Un giorno sento suonare il campanello, era lei con il suo laptop sottobraccio. “Ciao, scusami. Tu sei bravo con i computer vero?” mi disse quando le aprii. “Beh, ci lavoro, sai che me la cavo”, risposi guardando con la coda dell’occhio come era vestita, con un vestito piuttosto corto dal quale spuntavano due cosce inguainate in calze di pizzo nero. Lo stesso pizzo che si intravedeva dalla profonda scollatura a V dell’abito. Evidentemente un body completo e immaginai molto sexy. Sembrava un po’ in imbarazzo, e pensai che forse era perché si rendeva conto che la stavo radiografando, quindi mi concentrai sui suoi occhi. “Senti” – mi disse – “Credo di aver preso un virus, o qualcosa di simile. Puoi dare un occhiata al mio PC?” e me lo porse. Non la potevo far stare li con il portatile in mano, quindi glielo presi e le dissi che ci avrei dato una occhiata. Mi sorrise con un sorriso a 32 denti ma con un rossore sul viso che non capii, ci salutammo e mi portai il laptop nel mio studiolo.

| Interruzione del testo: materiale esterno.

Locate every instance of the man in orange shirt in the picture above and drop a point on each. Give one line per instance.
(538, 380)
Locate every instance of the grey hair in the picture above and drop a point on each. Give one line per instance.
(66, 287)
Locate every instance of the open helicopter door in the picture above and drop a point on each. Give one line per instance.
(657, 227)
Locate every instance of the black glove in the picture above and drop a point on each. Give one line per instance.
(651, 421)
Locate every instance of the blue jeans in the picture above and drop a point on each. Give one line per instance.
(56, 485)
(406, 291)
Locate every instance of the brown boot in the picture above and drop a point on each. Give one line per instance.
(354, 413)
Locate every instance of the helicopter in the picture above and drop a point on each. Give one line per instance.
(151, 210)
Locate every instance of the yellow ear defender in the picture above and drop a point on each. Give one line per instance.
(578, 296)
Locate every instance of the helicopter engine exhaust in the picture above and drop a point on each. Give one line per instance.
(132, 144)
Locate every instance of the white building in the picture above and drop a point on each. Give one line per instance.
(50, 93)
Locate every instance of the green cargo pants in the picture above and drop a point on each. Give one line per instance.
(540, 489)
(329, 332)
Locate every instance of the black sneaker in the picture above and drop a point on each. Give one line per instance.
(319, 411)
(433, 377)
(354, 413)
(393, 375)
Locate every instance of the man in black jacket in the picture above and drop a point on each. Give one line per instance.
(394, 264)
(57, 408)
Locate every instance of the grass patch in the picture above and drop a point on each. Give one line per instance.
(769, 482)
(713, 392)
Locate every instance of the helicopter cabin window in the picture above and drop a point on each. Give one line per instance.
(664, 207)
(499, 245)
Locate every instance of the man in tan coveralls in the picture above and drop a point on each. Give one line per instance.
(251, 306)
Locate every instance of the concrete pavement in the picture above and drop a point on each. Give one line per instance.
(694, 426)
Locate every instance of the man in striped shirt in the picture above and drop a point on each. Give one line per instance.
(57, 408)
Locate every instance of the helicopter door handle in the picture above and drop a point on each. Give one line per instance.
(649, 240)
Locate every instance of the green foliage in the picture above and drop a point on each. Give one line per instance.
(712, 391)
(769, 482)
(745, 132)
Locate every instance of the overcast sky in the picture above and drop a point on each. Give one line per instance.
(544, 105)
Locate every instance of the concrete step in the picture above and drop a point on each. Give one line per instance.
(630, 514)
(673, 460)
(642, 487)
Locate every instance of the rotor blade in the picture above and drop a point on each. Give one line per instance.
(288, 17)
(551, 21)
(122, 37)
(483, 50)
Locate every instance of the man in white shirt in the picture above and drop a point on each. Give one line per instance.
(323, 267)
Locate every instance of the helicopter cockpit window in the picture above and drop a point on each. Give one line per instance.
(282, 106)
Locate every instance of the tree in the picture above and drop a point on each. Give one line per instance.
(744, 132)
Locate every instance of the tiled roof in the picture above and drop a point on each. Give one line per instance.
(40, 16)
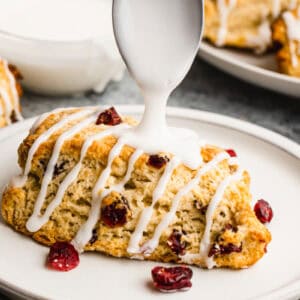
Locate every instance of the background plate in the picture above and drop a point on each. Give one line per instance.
(274, 164)
(259, 70)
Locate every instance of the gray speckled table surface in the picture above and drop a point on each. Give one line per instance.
(205, 88)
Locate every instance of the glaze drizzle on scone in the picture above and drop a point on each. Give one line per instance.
(82, 122)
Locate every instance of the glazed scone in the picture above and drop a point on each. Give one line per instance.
(80, 185)
(286, 36)
(10, 92)
(243, 23)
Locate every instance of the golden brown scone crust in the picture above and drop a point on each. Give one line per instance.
(5, 85)
(243, 21)
(283, 44)
(65, 221)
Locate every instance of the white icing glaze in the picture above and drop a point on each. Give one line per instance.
(143, 47)
(293, 34)
(10, 105)
(37, 221)
(134, 157)
(147, 40)
(7, 104)
(146, 214)
(262, 39)
(14, 92)
(150, 245)
(85, 232)
(224, 8)
(20, 180)
(205, 243)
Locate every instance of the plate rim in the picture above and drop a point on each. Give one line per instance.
(206, 48)
(290, 147)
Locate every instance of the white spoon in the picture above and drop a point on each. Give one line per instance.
(158, 40)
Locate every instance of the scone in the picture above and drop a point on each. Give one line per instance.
(286, 37)
(80, 184)
(10, 91)
(243, 23)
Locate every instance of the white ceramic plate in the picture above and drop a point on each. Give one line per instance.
(274, 163)
(259, 70)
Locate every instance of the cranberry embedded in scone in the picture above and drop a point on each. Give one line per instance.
(263, 211)
(172, 279)
(157, 161)
(62, 257)
(224, 249)
(109, 117)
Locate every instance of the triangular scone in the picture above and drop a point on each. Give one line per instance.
(243, 23)
(200, 217)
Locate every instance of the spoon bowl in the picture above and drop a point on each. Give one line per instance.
(158, 39)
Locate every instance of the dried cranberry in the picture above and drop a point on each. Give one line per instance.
(62, 257)
(175, 243)
(116, 213)
(14, 70)
(231, 152)
(224, 249)
(157, 161)
(109, 117)
(263, 211)
(202, 208)
(172, 279)
(94, 237)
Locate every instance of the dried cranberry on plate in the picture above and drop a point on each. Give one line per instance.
(109, 117)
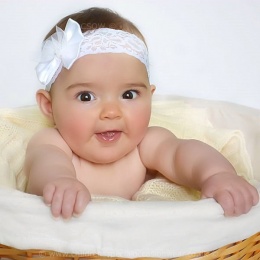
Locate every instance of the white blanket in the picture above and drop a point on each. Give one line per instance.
(124, 228)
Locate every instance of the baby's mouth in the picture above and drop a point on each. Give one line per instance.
(109, 136)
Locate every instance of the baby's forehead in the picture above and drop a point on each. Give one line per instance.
(63, 48)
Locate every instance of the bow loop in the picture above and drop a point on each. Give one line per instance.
(59, 50)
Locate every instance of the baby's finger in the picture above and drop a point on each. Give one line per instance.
(83, 198)
(56, 204)
(47, 193)
(226, 201)
(69, 200)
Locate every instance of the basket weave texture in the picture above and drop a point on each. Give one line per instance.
(245, 249)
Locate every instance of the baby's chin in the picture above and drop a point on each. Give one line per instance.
(105, 158)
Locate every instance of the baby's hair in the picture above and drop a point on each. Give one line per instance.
(95, 18)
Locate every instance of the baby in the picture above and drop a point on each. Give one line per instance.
(95, 70)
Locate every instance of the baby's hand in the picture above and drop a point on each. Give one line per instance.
(66, 196)
(233, 193)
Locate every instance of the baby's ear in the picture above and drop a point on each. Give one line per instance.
(43, 98)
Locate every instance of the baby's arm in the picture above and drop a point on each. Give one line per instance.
(194, 164)
(51, 173)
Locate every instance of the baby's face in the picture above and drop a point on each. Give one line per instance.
(102, 106)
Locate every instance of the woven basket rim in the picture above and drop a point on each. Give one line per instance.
(248, 248)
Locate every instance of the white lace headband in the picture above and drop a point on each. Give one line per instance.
(63, 48)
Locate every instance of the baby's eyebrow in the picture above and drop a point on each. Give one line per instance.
(136, 85)
(77, 85)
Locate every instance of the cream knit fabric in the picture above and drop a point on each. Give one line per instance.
(18, 125)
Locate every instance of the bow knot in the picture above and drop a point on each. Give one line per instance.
(59, 50)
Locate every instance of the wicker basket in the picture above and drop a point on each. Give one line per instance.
(245, 249)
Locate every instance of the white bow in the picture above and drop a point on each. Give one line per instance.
(61, 49)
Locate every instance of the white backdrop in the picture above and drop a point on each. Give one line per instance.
(198, 48)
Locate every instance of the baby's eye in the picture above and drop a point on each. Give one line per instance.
(85, 96)
(130, 94)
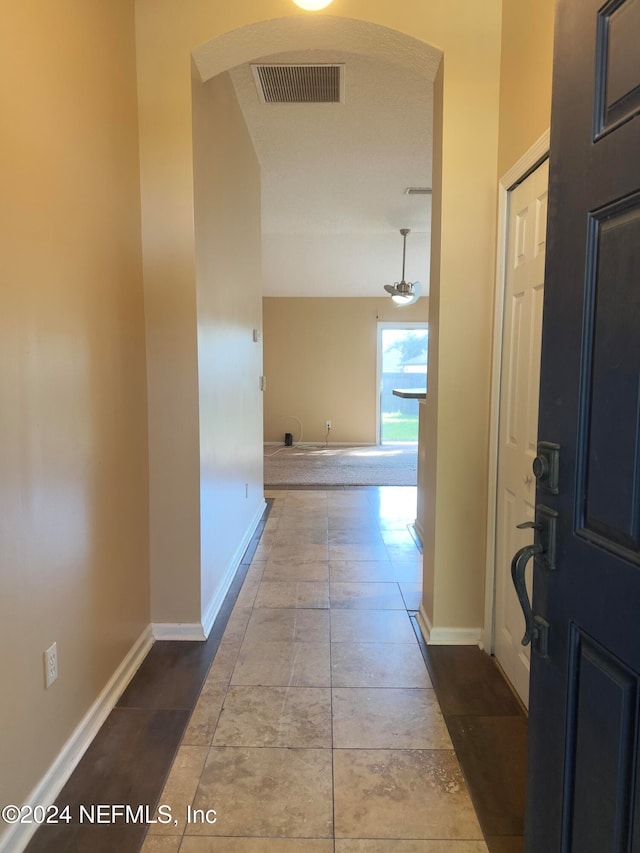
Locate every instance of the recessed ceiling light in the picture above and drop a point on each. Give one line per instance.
(312, 5)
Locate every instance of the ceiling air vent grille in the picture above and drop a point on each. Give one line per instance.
(299, 84)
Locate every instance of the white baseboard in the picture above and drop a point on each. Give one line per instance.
(178, 631)
(447, 636)
(321, 444)
(44, 794)
(201, 630)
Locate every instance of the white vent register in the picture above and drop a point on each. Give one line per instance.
(299, 84)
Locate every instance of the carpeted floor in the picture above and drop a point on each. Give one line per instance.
(369, 465)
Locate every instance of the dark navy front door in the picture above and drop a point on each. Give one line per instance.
(583, 787)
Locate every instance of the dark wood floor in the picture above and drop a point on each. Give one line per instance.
(129, 760)
(488, 728)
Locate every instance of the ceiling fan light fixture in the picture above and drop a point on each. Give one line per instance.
(402, 298)
(404, 292)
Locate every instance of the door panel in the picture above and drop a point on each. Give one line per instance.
(583, 791)
(517, 440)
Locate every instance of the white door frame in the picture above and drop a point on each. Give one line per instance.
(388, 324)
(538, 152)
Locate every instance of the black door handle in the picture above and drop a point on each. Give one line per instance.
(536, 628)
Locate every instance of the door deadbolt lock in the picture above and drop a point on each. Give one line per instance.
(545, 527)
(546, 467)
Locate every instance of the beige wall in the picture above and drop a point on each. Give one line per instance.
(525, 77)
(73, 452)
(468, 33)
(229, 295)
(320, 360)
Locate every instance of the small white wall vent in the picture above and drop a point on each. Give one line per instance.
(299, 84)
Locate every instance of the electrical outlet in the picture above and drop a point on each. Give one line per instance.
(50, 665)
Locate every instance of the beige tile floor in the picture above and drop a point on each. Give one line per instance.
(317, 729)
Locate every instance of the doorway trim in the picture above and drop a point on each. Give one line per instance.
(529, 161)
(389, 324)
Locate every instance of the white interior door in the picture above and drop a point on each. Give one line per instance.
(520, 383)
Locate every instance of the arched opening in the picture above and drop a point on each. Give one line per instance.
(465, 111)
(227, 185)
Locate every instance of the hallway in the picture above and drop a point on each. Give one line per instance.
(317, 728)
(318, 719)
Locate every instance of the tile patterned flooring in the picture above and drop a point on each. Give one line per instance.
(317, 728)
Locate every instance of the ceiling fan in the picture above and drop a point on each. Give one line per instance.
(404, 292)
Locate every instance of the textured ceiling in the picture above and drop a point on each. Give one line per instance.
(334, 176)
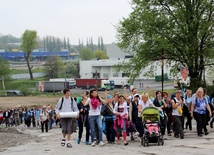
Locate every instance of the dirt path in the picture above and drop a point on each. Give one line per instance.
(49, 143)
(11, 102)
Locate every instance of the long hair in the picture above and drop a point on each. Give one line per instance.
(91, 92)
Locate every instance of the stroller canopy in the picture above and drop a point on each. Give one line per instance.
(151, 113)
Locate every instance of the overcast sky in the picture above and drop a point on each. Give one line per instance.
(70, 18)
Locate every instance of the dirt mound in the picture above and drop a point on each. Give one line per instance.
(11, 137)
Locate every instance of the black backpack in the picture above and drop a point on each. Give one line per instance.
(62, 100)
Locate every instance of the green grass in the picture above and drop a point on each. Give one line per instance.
(23, 71)
(16, 84)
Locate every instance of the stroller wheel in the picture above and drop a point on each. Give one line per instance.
(158, 141)
(143, 142)
(162, 142)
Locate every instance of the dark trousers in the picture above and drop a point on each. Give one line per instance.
(139, 126)
(44, 123)
(178, 121)
(201, 122)
(81, 126)
(28, 122)
(169, 122)
(189, 121)
(110, 132)
(7, 122)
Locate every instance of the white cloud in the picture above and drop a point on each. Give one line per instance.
(70, 18)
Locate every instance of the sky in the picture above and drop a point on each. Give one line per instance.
(73, 19)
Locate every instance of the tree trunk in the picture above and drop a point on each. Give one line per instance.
(196, 80)
(29, 68)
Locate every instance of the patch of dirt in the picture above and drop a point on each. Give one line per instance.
(11, 102)
(11, 137)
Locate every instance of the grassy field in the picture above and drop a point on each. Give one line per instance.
(23, 71)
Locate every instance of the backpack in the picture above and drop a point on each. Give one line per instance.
(62, 100)
(185, 110)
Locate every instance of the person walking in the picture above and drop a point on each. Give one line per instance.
(44, 119)
(177, 104)
(94, 118)
(83, 119)
(66, 104)
(108, 114)
(198, 111)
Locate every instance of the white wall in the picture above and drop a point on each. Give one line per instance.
(87, 68)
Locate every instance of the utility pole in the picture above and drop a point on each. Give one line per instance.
(96, 80)
(162, 69)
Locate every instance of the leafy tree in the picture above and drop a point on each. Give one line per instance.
(100, 55)
(54, 66)
(4, 71)
(29, 42)
(86, 54)
(183, 28)
(72, 69)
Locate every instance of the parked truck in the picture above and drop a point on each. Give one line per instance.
(120, 82)
(101, 84)
(52, 86)
(71, 81)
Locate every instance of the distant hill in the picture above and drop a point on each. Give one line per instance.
(9, 42)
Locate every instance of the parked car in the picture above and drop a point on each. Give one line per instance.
(13, 93)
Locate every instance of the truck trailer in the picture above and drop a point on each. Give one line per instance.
(52, 86)
(100, 84)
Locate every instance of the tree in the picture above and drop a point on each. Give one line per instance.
(86, 54)
(29, 42)
(54, 66)
(4, 71)
(184, 29)
(100, 55)
(72, 70)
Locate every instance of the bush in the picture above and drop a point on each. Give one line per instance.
(24, 89)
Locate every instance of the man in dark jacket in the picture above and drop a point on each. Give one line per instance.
(6, 116)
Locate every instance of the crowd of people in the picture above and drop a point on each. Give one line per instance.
(37, 116)
(114, 114)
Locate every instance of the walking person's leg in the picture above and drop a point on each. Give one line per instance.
(92, 127)
(42, 126)
(108, 131)
(46, 126)
(112, 134)
(87, 132)
(100, 130)
(199, 123)
(204, 124)
(80, 131)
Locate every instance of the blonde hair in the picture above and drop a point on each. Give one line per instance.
(145, 95)
(200, 89)
(188, 91)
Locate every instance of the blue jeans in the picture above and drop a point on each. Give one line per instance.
(92, 121)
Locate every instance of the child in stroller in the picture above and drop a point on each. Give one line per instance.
(132, 130)
(152, 127)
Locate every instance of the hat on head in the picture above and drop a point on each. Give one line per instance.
(136, 95)
(178, 91)
(109, 96)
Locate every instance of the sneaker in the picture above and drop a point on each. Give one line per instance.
(78, 141)
(63, 142)
(200, 135)
(69, 145)
(93, 144)
(101, 143)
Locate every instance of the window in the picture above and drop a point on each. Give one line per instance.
(105, 75)
(115, 74)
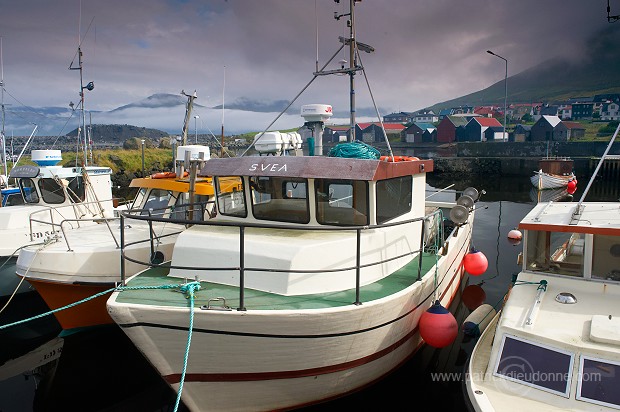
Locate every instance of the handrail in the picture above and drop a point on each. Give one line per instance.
(62, 225)
(58, 210)
(242, 268)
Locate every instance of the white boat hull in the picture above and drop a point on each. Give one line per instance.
(542, 180)
(280, 359)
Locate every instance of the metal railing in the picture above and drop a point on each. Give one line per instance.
(242, 226)
(150, 213)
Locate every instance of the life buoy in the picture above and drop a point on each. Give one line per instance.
(167, 175)
(398, 158)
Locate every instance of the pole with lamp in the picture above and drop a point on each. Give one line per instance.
(505, 89)
(196, 126)
(142, 140)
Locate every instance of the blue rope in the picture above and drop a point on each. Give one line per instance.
(357, 150)
(189, 290)
(118, 288)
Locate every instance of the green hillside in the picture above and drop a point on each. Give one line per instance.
(556, 80)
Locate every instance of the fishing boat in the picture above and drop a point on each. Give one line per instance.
(85, 262)
(554, 173)
(558, 194)
(555, 343)
(74, 273)
(309, 283)
(50, 193)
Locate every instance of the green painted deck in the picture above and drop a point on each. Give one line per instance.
(259, 300)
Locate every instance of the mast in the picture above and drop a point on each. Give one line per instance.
(90, 86)
(353, 66)
(2, 135)
(351, 69)
(223, 88)
(188, 113)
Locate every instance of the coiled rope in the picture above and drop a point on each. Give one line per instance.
(355, 150)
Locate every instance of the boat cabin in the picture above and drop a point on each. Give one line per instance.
(560, 241)
(294, 213)
(319, 190)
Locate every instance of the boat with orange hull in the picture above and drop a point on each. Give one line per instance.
(75, 273)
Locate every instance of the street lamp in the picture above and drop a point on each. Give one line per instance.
(196, 126)
(505, 89)
(142, 157)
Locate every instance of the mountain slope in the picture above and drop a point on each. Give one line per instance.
(556, 79)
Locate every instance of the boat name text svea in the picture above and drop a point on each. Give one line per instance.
(274, 167)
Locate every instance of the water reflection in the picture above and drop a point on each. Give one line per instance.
(102, 369)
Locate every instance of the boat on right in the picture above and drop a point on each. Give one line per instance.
(555, 343)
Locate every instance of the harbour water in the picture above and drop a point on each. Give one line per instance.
(100, 370)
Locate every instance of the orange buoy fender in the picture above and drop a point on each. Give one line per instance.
(475, 262)
(438, 327)
(478, 320)
(397, 158)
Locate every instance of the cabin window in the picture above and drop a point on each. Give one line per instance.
(230, 196)
(156, 202)
(555, 252)
(606, 258)
(540, 366)
(77, 189)
(51, 191)
(393, 198)
(13, 199)
(184, 210)
(341, 202)
(599, 381)
(139, 198)
(280, 199)
(29, 190)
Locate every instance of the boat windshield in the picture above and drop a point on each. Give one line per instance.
(29, 190)
(555, 252)
(574, 254)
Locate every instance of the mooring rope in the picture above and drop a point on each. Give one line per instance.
(118, 288)
(189, 289)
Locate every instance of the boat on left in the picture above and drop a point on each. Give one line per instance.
(51, 193)
(74, 273)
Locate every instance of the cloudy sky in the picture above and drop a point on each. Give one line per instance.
(266, 50)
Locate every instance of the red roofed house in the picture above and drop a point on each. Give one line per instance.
(477, 126)
(372, 133)
(575, 130)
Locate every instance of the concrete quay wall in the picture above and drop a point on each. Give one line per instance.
(511, 158)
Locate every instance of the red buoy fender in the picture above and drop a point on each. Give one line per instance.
(475, 262)
(438, 327)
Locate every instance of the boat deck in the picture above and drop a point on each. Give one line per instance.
(144, 290)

Aperto ed acceso il PC non notai nessun malfunzionamento, ma sul desktop, in pieno centro e messa in posizione ben visibile c’era una cartella con nome “Foto hard”. Ah, ecco come aveva beccato il virus. Certi siti zozzi sono fatti apposta, bisogna saper scegliere cosa guardare. Pensai che valeva la pena di capire cosa apprezzava la mia bella vicina per toccarsi la patata, e aprii la cartella. Fu una notevole sorpresa, c’erano decine e decine di foto, ma non erano prese da internet. Era lei. Nuda, in intimo, in pose provocanti o con le dita nella figa, in tutte le posizioni più provocanti. Ed aveva belle tette e una figa bellissima anche se un po’ troppo pelosa e non curata. Aveva anche un bel culetto, e il tutto si accoppiava benissimo con le cosce di cui vi ho parlato. Le ultime foto caricate in ordine cronologico erano della stessa mattina, con il body di pizzo trasparente che le avevo visto addosso prima (e niente altro sotto). Bellissima, e sicuramente quelle foto le aveva messe li per me. O almeno quasi sicuramente. Strano, una bella figa come lei poteva trovare qualsiasi bel ragazzo, come mai puntava me che di anni ne avevo più del doppio di lei?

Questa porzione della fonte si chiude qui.